EU gas storage filling up

AggregateEU became operational in mid-May in a bid to lower prices and ensure sufficient supply is stored ahead of the critical winter months. It is also meant to prevent a repeat of last year when member states competed with each other to secure gas after Russia turned off the tap in reprisal for wide-reaching sanctions for its illegal full-scale attack on Ukraine.

This outbidding put further pressure on prices, which skyrocketed to record levels of over €300 euros per megawatt-hour for several days last August. 

The bloc responded with several other measures including energy-saving guidelines and mandatory gas storage targets. The new rule dictates that EU countries must ensure that their storage capacities are filled at 90% by 1 November 2023. 

Storage levels across the bloc currently stand at just over 80% while gas prices on the Title Transfer Facility (TTF), Europe’s leading hub, hover between €26 and €30 per megawatt-hour.

Three other gas tender rounds are scheduled before the end of the year with the Commission keen to make further changes to the platform based on industry feedback. This time, for instance, prospective buyers were able to submit their demand for deliveries 20 months away — a must for energy-intensive industries.

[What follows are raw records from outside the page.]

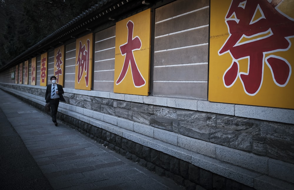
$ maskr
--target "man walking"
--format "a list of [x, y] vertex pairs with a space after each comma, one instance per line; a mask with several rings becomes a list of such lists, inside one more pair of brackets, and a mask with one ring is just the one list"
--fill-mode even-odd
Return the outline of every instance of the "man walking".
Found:
[[56, 84], [56, 77], [52, 76], [50, 78], [52, 84], [47, 85], [45, 94], [45, 99], [46, 103], [49, 103], [51, 109], [51, 116], [52, 121], [56, 126], [58, 125], [56, 121], [56, 114], [59, 104], [59, 100], [65, 102], [65, 100], [62, 96], [64, 93], [62, 86]]

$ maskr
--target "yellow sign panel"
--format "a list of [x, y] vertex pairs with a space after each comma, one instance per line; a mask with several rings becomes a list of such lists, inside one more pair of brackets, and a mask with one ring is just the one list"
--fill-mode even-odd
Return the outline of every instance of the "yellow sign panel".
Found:
[[48, 70], [48, 53], [46, 52], [41, 55], [41, 72], [40, 74], [40, 86], [47, 85], [47, 72]]
[[116, 23], [114, 92], [148, 95], [151, 18], [148, 9]]
[[54, 75], [56, 77], [56, 82], [63, 86], [64, 76], [64, 46], [62, 45], [54, 50]]
[[32, 59], [31, 72], [31, 85], [36, 85], [36, 58], [34, 57]]
[[277, 2], [211, 1], [209, 100], [294, 108], [294, 1]]
[[24, 62], [24, 84], [29, 84], [29, 61]]
[[19, 64], [19, 84], [22, 84], [22, 63]]
[[18, 83], [18, 65], [15, 66], [15, 77], [14, 81], [16, 84]]
[[93, 33], [77, 39], [75, 88], [91, 90], [92, 78]]

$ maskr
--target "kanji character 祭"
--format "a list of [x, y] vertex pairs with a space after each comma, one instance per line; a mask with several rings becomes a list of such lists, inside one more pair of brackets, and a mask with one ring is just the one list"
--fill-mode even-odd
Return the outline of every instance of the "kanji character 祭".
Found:
[[[291, 66], [283, 57], [271, 55], [288, 50], [289, 39], [294, 37], [294, 22], [275, 9], [281, 0], [232, 0], [225, 17], [229, 37], [219, 50], [219, 55], [230, 53], [230, 66], [223, 77], [229, 88], [238, 77], [245, 92], [257, 94], [261, 87], [264, 63], [272, 72], [275, 83], [286, 86], [291, 74]], [[247, 73], [239, 72], [238, 61], [248, 60]]]
[[62, 70], [61, 69], [61, 65], [63, 63], [61, 60], [62, 54], [60, 52], [60, 48], [59, 48], [56, 55], [56, 63], [55, 64], [56, 70], [54, 71], [54, 75], [56, 77], [56, 81], [57, 83], [59, 81], [59, 75], [62, 74]]
[[146, 81], [139, 70], [133, 52], [140, 50], [142, 43], [140, 38], [138, 36], [134, 38], [133, 37], [133, 23], [131, 21], [129, 21], [127, 23], [127, 27], [128, 28], [127, 42], [119, 47], [122, 55], [125, 56], [125, 60], [121, 71], [116, 82], [116, 84], [117, 85], [123, 81], [128, 70], [129, 65], [131, 65], [133, 83], [136, 87], [138, 88], [145, 85]]
[[85, 76], [85, 80], [86, 86], [88, 86], [89, 84], [89, 69], [90, 67], [89, 53], [88, 52], [90, 50], [90, 40], [88, 39], [87, 40], [87, 49], [85, 45], [83, 45], [82, 42], [80, 41], [78, 50], [78, 54], [76, 65], [78, 65], [78, 82], [80, 81], [83, 76], [84, 71], [86, 72]]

‘We should really avoid some kind of outbidding’

But the Commissioner also made the case for “expanding this model to other commodities, including renewable gases, hydrogen and strategic raw materials”

The war in Ukraine forced EU member states to take stock of their dependencies and accelerate the roll-out of renewables in a bid to become self-dependent energy-wise.

Hydrogen, which when produced with renewables does not emit gases during either combustion or production, has been touted as a cornerstone of the bloc’s future energy policy due to the EU’s aspiration to become carbon-neutral by 2050. But the vast majority of the hydrogen production plants in the EU use fossil fuels as feedstock. 

The Commission has however tabled an ambition to produce 10 million tonnes of green hydrogen by 2030 and to import an additional 10 million tonnes from abroad. For Šefčovič, AggregateEU could have a role to play. 

“We should really learn the lessons from the last year and we should really avoid some kind of outbidding among the European eventual customers and players in front of the potential international suppliers.”

He also argued that to “leave it up to the traditional means of the trading as we know them today probably will not bring us the scale we need to to get it moving”.

De-risking from China

The model, he added, can also be replicated for critical raw materials such as lithium, gallium and germanium which are needed to power the energy transition and for which the bloc is highly dependent on third countries, primarily China.

Aware of this keen dependency and its potential geopolitical dimension — China imposed restrictions on the exports of gallium and germanium last week citing “national security interests” which Brussels has cast doubts on — EU leaders agreed last month to “de-risk” from Beijing by diversifying its supply chains where possible. 

The EU’s executive is also championing a so-called Critical Raw Material Pact with like-minded partners to secure the supply of such materials and has already struck such a deal with Canada and discussed the topic with the US and Latin American countries, some of which are major producers of raw materials.

“I think again, the mechanisms that you have in our system — that you would have a steering board of the member states, that you would work closely with the industry, that you would have a service provider who can kind of accumulate the demand, organise the international bids and do this matchmaking — I think that something we can definitely also use in this regard,” Šefčovič said.

“So I hope that the common purchasing platform will indeed become the business as usual and we can kind of expand it to new territories because we see that it works and it could be very, very useful for the future,” he concluded.